Source: Vail Valley Partnership
EAGLE COUNTY — The days of “smile schools” are long past in the Vail Valley. These days, businesses have to be more engaged in getting employees to provide great service.
Part of that effort is visits from mystery shoppers, who evaluate service on a personal level. The Vail Valley Partnership has for several years provided those shoppers through its Platinum Service Program.
The Partnership recently released a list of 14 local businesses that ran up scores of 90 percent of more for the 2017-18 ski season for at least six visits by an independent company contracted by the Partnership.

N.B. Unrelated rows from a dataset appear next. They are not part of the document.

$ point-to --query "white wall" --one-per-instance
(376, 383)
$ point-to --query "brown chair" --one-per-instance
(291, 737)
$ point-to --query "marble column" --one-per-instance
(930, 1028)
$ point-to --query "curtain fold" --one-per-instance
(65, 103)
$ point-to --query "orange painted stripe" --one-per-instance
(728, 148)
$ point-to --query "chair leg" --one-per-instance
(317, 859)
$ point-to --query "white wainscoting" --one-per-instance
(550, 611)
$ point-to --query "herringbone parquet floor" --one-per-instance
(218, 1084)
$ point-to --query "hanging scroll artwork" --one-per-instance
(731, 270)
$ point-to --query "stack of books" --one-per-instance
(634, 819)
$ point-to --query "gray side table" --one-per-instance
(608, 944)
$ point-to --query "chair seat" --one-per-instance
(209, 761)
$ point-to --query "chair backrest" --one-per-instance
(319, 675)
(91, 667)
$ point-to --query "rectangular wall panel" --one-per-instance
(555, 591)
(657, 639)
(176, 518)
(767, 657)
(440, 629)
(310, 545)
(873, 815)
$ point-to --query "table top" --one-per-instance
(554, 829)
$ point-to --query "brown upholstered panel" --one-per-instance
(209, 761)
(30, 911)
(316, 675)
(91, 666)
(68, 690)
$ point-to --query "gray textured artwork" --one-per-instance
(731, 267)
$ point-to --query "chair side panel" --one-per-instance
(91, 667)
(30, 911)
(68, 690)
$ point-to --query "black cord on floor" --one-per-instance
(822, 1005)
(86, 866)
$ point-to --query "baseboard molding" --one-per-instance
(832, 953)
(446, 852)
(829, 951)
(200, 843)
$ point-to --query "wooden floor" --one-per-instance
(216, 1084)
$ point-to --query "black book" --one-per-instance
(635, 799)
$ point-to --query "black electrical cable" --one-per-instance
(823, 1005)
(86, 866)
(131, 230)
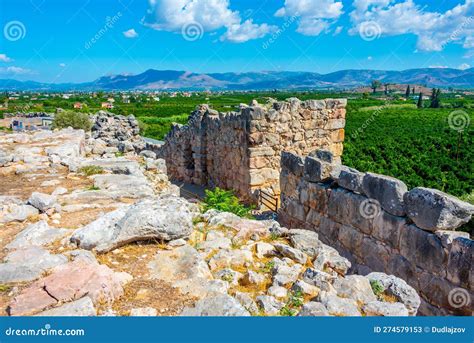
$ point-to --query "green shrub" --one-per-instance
(225, 201)
(90, 170)
(72, 119)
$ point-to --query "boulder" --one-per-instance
(83, 307)
(220, 305)
(397, 287)
(355, 287)
(306, 241)
(295, 254)
(269, 305)
(388, 191)
(70, 282)
(99, 231)
(379, 308)
(313, 309)
(433, 210)
(42, 201)
(164, 218)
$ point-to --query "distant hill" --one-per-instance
(183, 80)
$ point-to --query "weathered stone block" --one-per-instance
(348, 208)
(459, 270)
(350, 179)
(387, 228)
(293, 163)
(317, 170)
(432, 210)
(387, 190)
(423, 248)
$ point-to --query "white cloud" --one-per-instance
(5, 58)
(14, 71)
(434, 30)
(316, 16)
(130, 33)
(239, 33)
(203, 16)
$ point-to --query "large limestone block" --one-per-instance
(432, 210)
(388, 191)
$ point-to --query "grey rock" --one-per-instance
(350, 179)
(148, 154)
(278, 292)
(338, 306)
(19, 213)
(388, 191)
(433, 210)
(356, 287)
(37, 234)
(379, 308)
(164, 218)
(400, 289)
(317, 170)
(313, 309)
(269, 304)
(42, 201)
(295, 254)
(221, 305)
(83, 307)
(306, 241)
(99, 231)
(319, 279)
(247, 302)
(328, 257)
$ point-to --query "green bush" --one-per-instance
(72, 119)
(225, 201)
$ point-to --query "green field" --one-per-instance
(415, 145)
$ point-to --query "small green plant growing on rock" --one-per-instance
(226, 201)
(72, 119)
(377, 288)
(91, 170)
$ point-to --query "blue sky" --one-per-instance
(69, 41)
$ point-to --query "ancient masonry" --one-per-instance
(375, 222)
(241, 150)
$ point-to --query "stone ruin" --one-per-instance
(375, 222)
(371, 219)
(241, 150)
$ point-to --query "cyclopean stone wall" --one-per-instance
(241, 150)
(379, 225)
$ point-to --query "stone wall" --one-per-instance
(241, 150)
(379, 225)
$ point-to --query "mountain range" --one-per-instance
(183, 80)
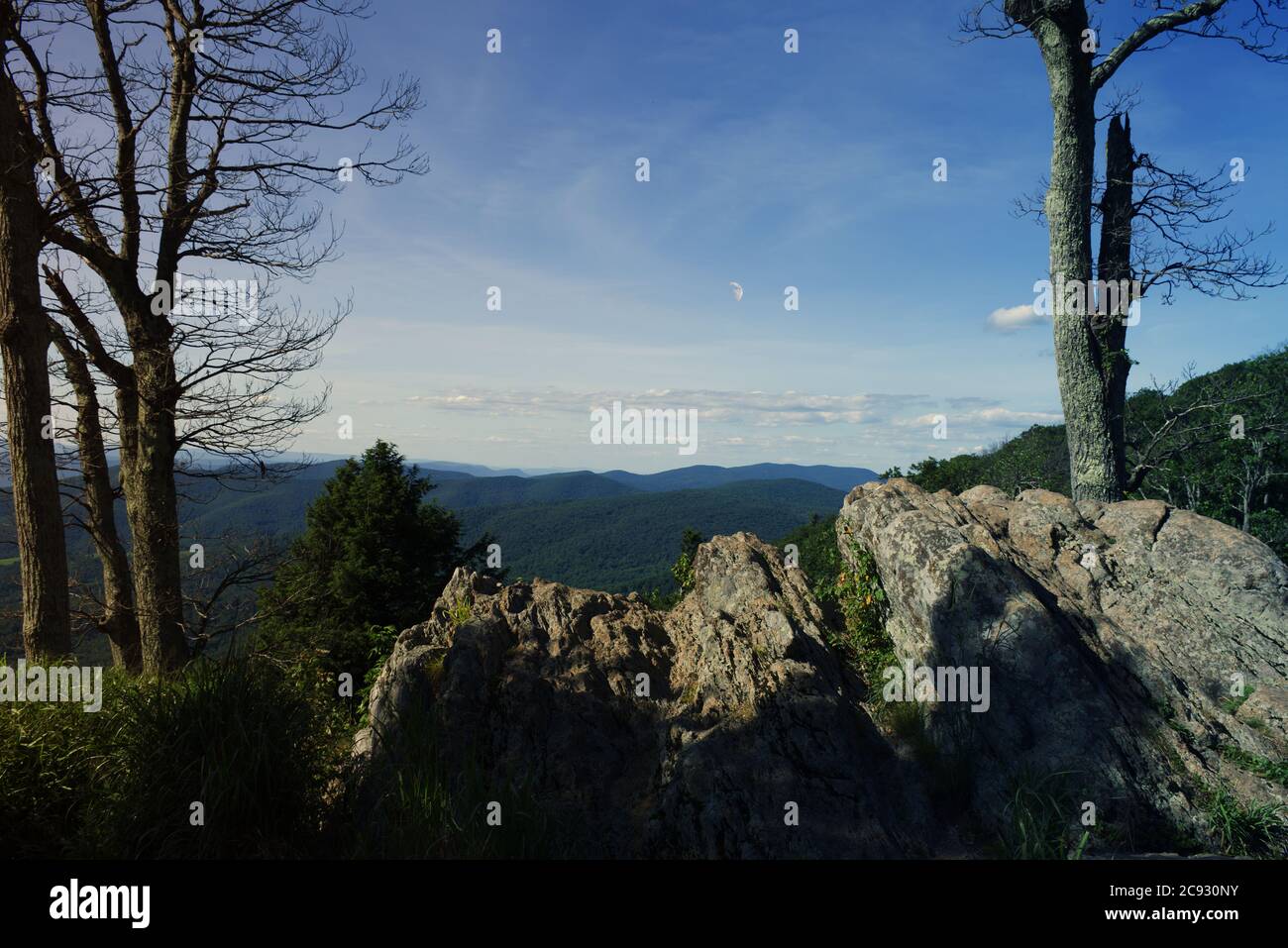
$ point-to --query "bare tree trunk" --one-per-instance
(117, 620)
(1115, 268)
(149, 449)
(25, 352)
(1093, 464)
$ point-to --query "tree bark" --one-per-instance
(25, 353)
(149, 449)
(1109, 327)
(117, 620)
(1094, 469)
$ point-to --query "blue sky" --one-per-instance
(769, 168)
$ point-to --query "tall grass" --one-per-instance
(263, 749)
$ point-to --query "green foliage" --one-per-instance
(683, 569)
(248, 740)
(854, 590)
(1194, 463)
(429, 809)
(1245, 830)
(1037, 459)
(1274, 771)
(1233, 702)
(374, 554)
(619, 545)
(1038, 819)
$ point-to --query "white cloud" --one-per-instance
(1012, 318)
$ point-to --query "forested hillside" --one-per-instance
(1215, 443)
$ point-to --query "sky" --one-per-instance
(769, 168)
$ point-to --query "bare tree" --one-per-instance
(210, 108)
(25, 352)
(1076, 73)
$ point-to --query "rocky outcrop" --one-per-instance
(1136, 661)
(1137, 655)
(722, 728)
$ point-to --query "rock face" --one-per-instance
(745, 738)
(1116, 640)
(1119, 639)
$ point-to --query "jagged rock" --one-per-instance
(1115, 635)
(748, 712)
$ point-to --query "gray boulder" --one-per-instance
(1137, 655)
(722, 728)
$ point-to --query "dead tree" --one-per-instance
(25, 352)
(1077, 69)
(210, 111)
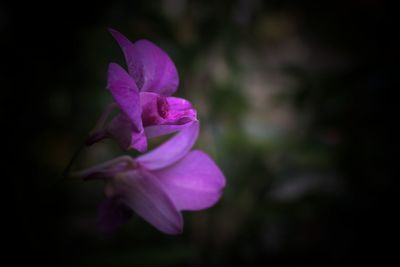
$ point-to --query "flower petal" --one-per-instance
(142, 192)
(193, 183)
(172, 150)
(107, 169)
(120, 128)
(126, 94)
(149, 65)
(111, 214)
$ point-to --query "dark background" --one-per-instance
(296, 103)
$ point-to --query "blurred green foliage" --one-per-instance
(290, 96)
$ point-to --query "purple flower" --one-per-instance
(143, 95)
(158, 185)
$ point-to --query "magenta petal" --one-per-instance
(150, 66)
(193, 183)
(142, 192)
(126, 94)
(172, 150)
(108, 169)
(111, 214)
(120, 128)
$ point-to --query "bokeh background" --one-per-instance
(295, 103)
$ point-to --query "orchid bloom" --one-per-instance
(143, 95)
(158, 185)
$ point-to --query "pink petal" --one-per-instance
(142, 192)
(150, 66)
(111, 214)
(193, 183)
(154, 108)
(121, 129)
(108, 169)
(172, 150)
(126, 94)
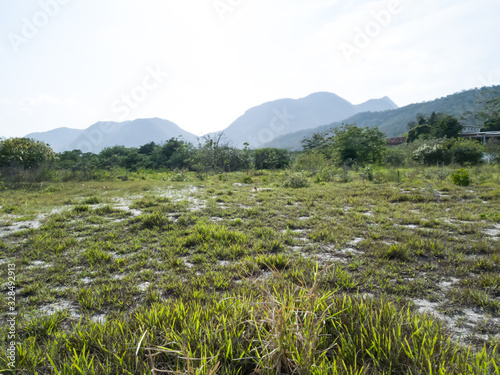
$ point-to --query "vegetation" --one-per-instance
(350, 258)
(143, 275)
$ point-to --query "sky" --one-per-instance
(203, 63)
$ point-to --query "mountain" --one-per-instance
(393, 122)
(107, 134)
(263, 123)
(56, 138)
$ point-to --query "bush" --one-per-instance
(296, 181)
(429, 155)
(466, 151)
(395, 157)
(312, 162)
(461, 177)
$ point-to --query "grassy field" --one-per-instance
(237, 274)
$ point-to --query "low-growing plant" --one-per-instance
(296, 181)
(461, 177)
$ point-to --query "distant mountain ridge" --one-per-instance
(394, 122)
(279, 123)
(107, 134)
(263, 123)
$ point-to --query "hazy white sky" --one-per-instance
(202, 63)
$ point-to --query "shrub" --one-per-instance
(295, 181)
(428, 155)
(312, 162)
(466, 151)
(461, 177)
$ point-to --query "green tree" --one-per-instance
(418, 132)
(24, 154)
(360, 145)
(271, 158)
(465, 151)
(445, 126)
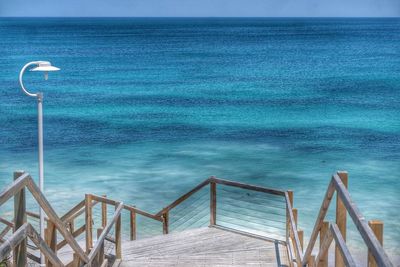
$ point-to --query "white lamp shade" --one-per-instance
(45, 66)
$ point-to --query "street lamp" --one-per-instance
(43, 66)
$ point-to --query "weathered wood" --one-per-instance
(288, 231)
(318, 223)
(7, 223)
(41, 244)
(75, 234)
(293, 229)
(326, 240)
(323, 258)
(165, 217)
(104, 233)
(14, 188)
(19, 253)
(183, 197)
(132, 220)
(341, 214)
(51, 240)
(366, 232)
(301, 238)
(118, 236)
(213, 203)
(248, 186)
(103, 213)
(88, 222)
(208, 246)
(311, 261)
(127, 207)
(13, 241)
(377, 229)
(100, 255)
(45, 205)
(341, 244)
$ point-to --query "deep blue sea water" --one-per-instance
(143, 109)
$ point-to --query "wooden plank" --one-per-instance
(103, 213)
(45, 205)
(105, 232)
(88, 222)
(75, 234)
(366, 232)
(341, 214)
(293, 229)
(183, 197)
(341, 244)
(127, 207)
(165, 217)
(213, 203)
(101, 250)
(326, 240)
(118, 237)
(19, 253)
(132, 225)
(318, 223)
(51, 240)
(7, 223)
(323, 258)
(13, 241)
(377, 229)
(14, 188)
(41, 244)
(248, 186)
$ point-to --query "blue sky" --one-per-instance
(207, 8)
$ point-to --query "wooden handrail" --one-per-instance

Two businesses on the list — Slifer Designs and the Double Diamond Ski Shop — earned 100 percent scores. Another pair — Bonfire Brewing and the Vail Valley Partnership — had scores of more than 100 percent.
Reached at the brewery in Eagle, Bonfire co-owner Amanda Jessen said the extra points came from some extra credit questions on the shopper surveys. One of those — the time it took for service — was scored every time a mystery shopper came in, she said.
Partnership CEO Chris Romer said the extra credit scores boil down to a matter of doing more than expected.
“You need to do the core things people expect,” Romer said. “Where you stand out is in exceeding expectations.”
Romer said customer service itself may be an outdated term. What’s important, he added, is the entire customer experience. Service is the primary component of that experience.
Providing great service is tough, Romer said, thanks to many businesses being chronically under-staffed.
In that environment, the old model of holding a classroom session — commonly called “smile school” — doesn’t really work anymore, he said.
“Forced fun never works,” Romer said. “There needs to be a continued, re-emphasized model of customer service.”
Mystery shoppers can help businesses maintain those efforts. While the Platinum Service Program isn’t as widely used as it once was — when it was part of the requirements for merchant ski passes — Romer said the program is well-used, particularly by local businesses. Bigger businesses, including national chains, tend to use their own evaluation and training programs.
Jessen said Bonfire Brewing takes pride in being a good part of the community. Maintaining great service is a key part of that, she said.
“We’re growing,” Jessen said. With more employees — some of whom haven’t worked long at Bonfire — it’s important to make sure everyone is focused on what’s important.
Focusing on service isn’t just for for-profit businesses, either. Among the most recent top performers in the program are the Thrifty Shoppe locations in Edwards and Eagle. Those shops provide most of the funding for Vail Valley Cares, a non-denominational Christian organization that uses proceeds from the shops to help fund dozens of valley nonprofit groups.
Vail Valley Cares director Greg Osteen said this is the third consecutive year both Thrifty Shoppe locations have made the top-performers list.
That’s important, he said.
“Thrift stores are not usually known for customer service,” Osteen said. “But (employees) love it.”
Part of the attraction is that Osteen will buy lunch for a store’s crew if a mystery shopper gives a 100 percent score. A poor score is a chance to talk to the crew about how to do better.
And, Osteen added, a good public image is essential for Vail Valley Cares.
“We survive on donations,” Osteen said. “If our people take care of people, they’ll take care of us.”